Its a Trogen horse to replace general practice with PCN. BMA should reject this.
Dear All,
At last a sensible decision from a polotician.
Regards
Paul C
Read the small print “newly qualified GPs” ..not GPs ..”newly qualified GPs”. This is a statement that Wes and his lot agree there A WHOLE LOAD OF GPs THEY ARE NOT INTERESTED IN EMPLOYING – EXPERIENCED ONES
money is for newly qualified GPs only
other ARRS spending at this point unchanged
IA or WTR if it can squeeze 2′ care without harming patients only show in town to force HMG hand
Amanda’s Doyle and Pritchard and Fuller still committed to stocktake
This appears to have been devised for headlines “ Wes gets GP’s back to work “ rather than actually helping practices recruit GP staff. It’s a tiny amount for 1 year only as an emergency measure.
If the ARRS staff are so useful to their practices compared to GP’s why do they need their funding protected?
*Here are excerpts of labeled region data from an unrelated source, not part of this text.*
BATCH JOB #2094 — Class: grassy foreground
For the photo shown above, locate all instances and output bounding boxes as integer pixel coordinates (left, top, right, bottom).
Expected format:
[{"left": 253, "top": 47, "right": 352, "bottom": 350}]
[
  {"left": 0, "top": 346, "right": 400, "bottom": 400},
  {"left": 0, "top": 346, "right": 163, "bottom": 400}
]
Read a great phrase from American site re physician associates accusing them of ‘ professional appropriation’
By the way the American doctors seem to see and call out the threat to their existence without any concerns about’ just be kind’ they seem far more aware than we are that they need to protect the integrity of their licence first and foremost
Blindingly obvious now. Get rid of PCNs altogether and put the money into core contract along with specification on how many FTE GPs needed for the list size.